En banalisant la mort comme je le fais, je donne l'impression factice que je domine tout cela, en cela conforté par la maîtrise des émotions en la matière. Je te rassure : il n'en est rien et il suffit de voir dans quel état je suis quand un animal passe l'arme à gauche ou qu'une figure qui m'a toujours accompagné se retire. Oui, je suis balayé mais, fidèle à cette préciosité qui me résume si bien, je ne le montre pas en laissant le tourment tout ravager à l'intérieur pourvu qu'on puisse voir en moi un roc insubmersible auquel s'accrocher et déverser toute sa peine.
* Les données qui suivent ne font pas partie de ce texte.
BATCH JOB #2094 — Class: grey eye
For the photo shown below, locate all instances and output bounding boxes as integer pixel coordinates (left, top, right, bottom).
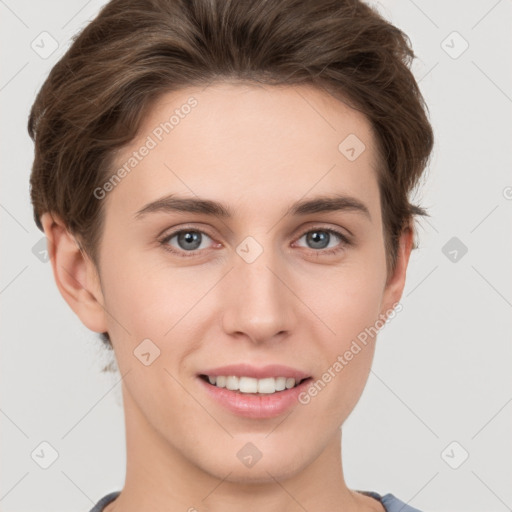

Ce n'est pas que cela m'apaise, cela me divertit un peu du fait que je suis inconsolable.
L'une des questions rituelles que je pose en inTtorview, c'est "Si tu pouvais revivre 30 minutes, lesquelles choisirais-tu et pourquoi ?" [je reconnais qu'il y en a d'autres mais ce n'est pas tout à fait le sujet là]. Certains essayent parfois de me retourner mes questions pour essayer de lever le rideau épais qui obstrue l'accès à ce qui me constitue. Il n'empêche que je répondrais indubitablement qu'il me serait impossible de ne pas choisir de revivre une fin d'après-midi avec ma grand-mère quand celle-ci me préparait son merveilleux riz au lait alors que je rentrais du jardin dans lequel j'avais fait de la balançoire. Trente minutes, c'est peu mais c'est à ce goût d'éternité que je souhaiterais regoûter, puisque la mort m'en a privé il y a 42 ans ... Oui, très tôt, elle s'est invitée dans ma vie en me privant de ma grand-mère pour laquelle j'avais une passion au moins équivalente à celle qu'elle nourrissait à l'endroit de son premier petit fils que j'incarne encore.
D'ailleurs, tu auras noté que "la mort dans l'âme" sonne phonétiquement comme autre chose, comme l'amor dans l'âme. Tout en multi-facette, tout moi.